WSJ: Almanya'daki Türk camilerinde Erdoğan propagandası yapılıyor
Marcus Walker ve Ruth Bender imzasıyla Salı günü Wall Street Journal'da yayınlanan makalede, Almanya'daki Türk camileri birliğinin, 15 Temmuz'da yaşanan başarısız darbe girişiminin hemen ardından FETÖ'ye karşı başlatılan süpürme harekatını, "fesat, isyan ve düşmanlık tohumları eken sefil bir şebekeye karşı ayağa kalkan asil milletimiz" sözleriyle öven bir vaaz yayınlandığını bildirdi. Gazete ayrıca söz konusu vaazın, Türkiye'nin darbenin hedefi olarak gösterdiği, ABD'de yaşayan örgüt elebaşısı Fethullah Gülen taraftarlarını ima ettiğine işaret etti.
Türk hükümetinin kendi iç politikasını Alman topraklarına taşıdığı görüşünün savunulduğu makalede, söz konusu vaazı veren vaizin Başbakanlık ofisine bağlı Türk Diyanet İşleri Başkanlığı tarafından görevlendirildiği belirtildi.
FETÖ sempatizanları 'ılımlı' İslamcı
WSJ'nin değerlendirmelerine yer verdiği Alman Yeşiller partisi milletvekili Volker Beck, söz konusu vaaz metninin dini bir metinden ziyade Erdoğan'a ve darbe girişiminden bu yana aldığı önlemlere bağlığı ifade eden siyasi bir metin olduğunu iddia etti. Makalede FETÖ sempatizanları 'ılımlı' İslamcılar olarak tarif edildi.

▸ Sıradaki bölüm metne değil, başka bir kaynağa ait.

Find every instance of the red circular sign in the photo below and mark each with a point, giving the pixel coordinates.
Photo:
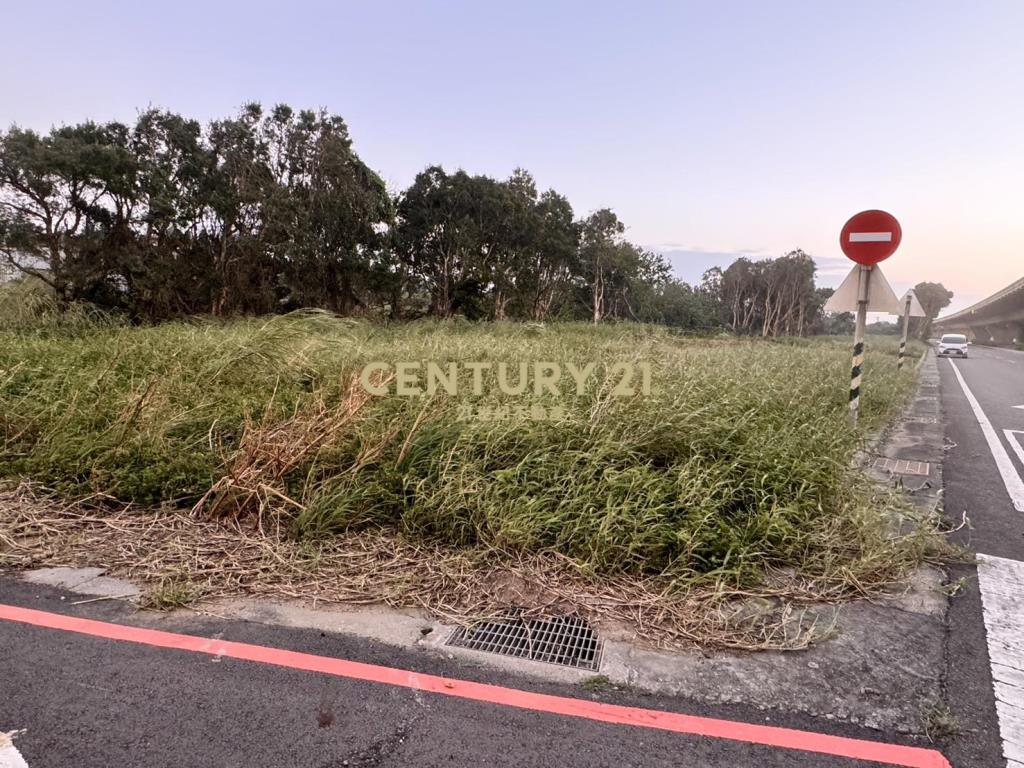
(870, 237)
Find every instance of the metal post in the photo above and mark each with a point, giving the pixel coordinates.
(858, 342)
(906, 329)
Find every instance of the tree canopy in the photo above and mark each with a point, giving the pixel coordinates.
(272, 210)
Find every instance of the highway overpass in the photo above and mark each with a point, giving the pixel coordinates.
(997, 320)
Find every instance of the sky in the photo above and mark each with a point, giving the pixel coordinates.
(714, 129)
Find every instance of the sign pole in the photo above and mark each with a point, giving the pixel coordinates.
(906, 329)
(858, 342)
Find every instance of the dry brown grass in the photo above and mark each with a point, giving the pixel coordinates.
(230, 557)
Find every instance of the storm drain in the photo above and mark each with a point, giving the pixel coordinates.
(568, 641)
(902, 466)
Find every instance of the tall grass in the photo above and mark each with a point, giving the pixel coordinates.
(739, 458)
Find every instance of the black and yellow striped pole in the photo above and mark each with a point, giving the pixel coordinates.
(858, 342)
(906, 330)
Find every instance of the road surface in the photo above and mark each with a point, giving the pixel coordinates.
(95, 694)
(982, 475)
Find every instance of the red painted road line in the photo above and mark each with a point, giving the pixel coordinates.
(787, 738)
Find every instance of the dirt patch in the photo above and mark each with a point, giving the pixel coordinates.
(221, 558)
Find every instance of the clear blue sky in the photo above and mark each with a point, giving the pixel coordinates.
(712, 128)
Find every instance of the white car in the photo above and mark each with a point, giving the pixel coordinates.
(953, 344)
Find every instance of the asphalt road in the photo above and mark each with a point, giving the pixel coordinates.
(91, 701)
(975, 485)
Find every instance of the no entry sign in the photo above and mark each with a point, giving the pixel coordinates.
(870, 237)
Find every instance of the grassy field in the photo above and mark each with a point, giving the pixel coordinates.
(738, 459)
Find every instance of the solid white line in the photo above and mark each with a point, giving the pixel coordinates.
(1001, 585)
(9, 757)
(1015, 441)
(1015, 486)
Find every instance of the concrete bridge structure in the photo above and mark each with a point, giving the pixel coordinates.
(997, 320)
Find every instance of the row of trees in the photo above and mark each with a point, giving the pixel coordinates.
(273, 210)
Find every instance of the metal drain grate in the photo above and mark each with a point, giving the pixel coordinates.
(902, 466)
(564, 640)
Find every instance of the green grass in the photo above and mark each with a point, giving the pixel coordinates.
(738, 459)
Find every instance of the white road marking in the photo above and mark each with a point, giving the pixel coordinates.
(1015, 486)
(1015, 441)
(9, 756)
(1001, 585)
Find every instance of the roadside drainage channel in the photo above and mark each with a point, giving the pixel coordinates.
(901, 635)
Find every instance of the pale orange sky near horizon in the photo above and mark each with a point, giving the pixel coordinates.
(710, 128)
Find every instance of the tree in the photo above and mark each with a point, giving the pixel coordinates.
(600, 241)
(934, 297)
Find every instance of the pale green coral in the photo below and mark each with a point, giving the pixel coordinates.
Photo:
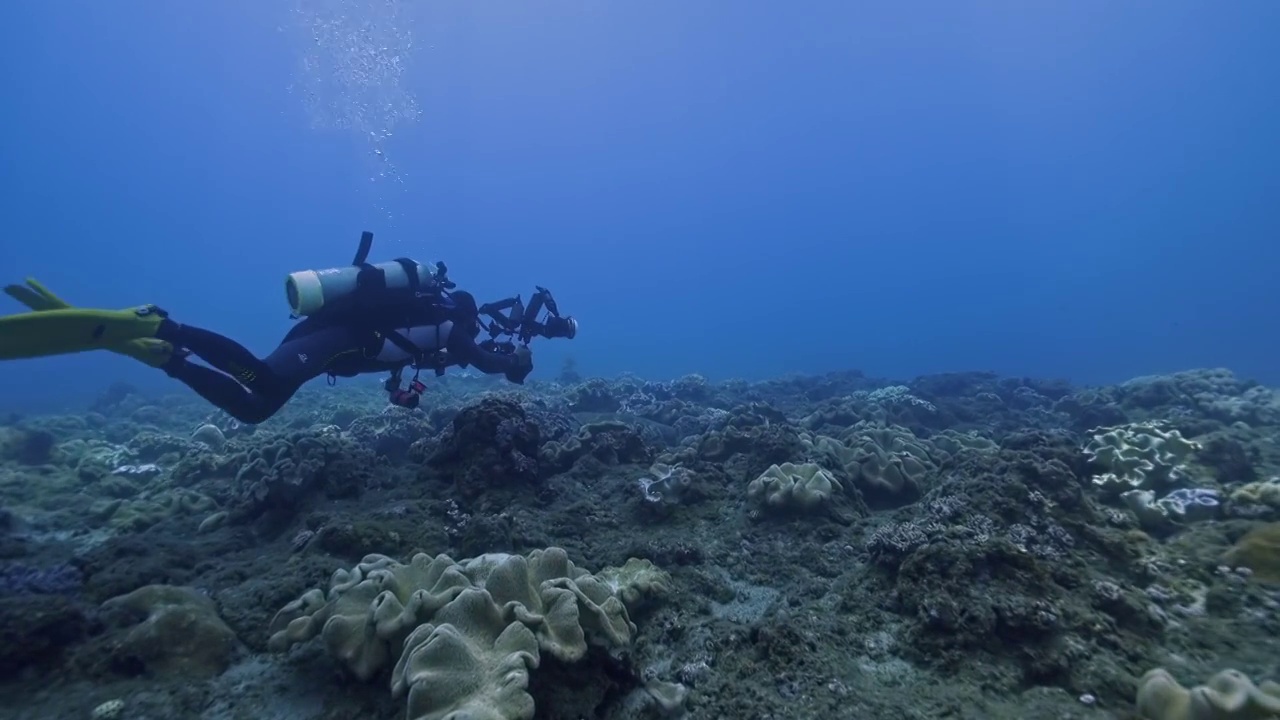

ABD'li gazete, Türkiye'deki mevcut durumun bir çok Avrupalı medya organı ve politikacı tarafından eleştirildiğine işaret ederek, FETÖ sempatizanlarına yönelik geniş kapsamlı tutuklamaları, "Erdoğan'ın otokratik ihtiraslarla muhalif sesleri bastırma isteği olarak," olarak tarif etti.
Camilerden Erdoğan propogandası yapılıyor
Alman Şansölye Angela Merkel'e yakınlığıyla bilinen Hristiyan Demokrat milletvekili Volker Kauder konuyla ilgili olarak, "Türk kökenli Almanlar en başta Almanya'ya sadık olmalı. Türkiye'nin (Almanya'daki) etkisi endişe verici" dedi. Kauder ayrıca, Almanya'da faaliyet gösteren ve bünyesinde 900'e yakın inanç merkezi bulunduran Türk Camiler Birliği'ni (DİTİB) Erdoğan'ın sözcüsü olmakla itham etti.
Almanya'daki bazı eyalet yönetimleri DİTİB'le yürüttükleri işbirliğini, faaliyetlerin bağımsız yürütülmediği iddiasıyla sonlandırmıştı. DİTİB yetkilileri ise "taraflı" ve "önyargılı" oldukları iddialarını reddetmiş ve söz konusu durumu bazı Alman yetkililerin Türkiye ve Türk politikalarına yönelik antipatisine bağlamıştı.
Türk hükümeti 15 Temmuz'daki başarısız darbe girişimin ardından Almanya ve Batı dünyasını Türkiye'deki darbe kınamakta başarısız olmak ve Türklerle yeterince dayanışma göstermemekle suçlamıştı.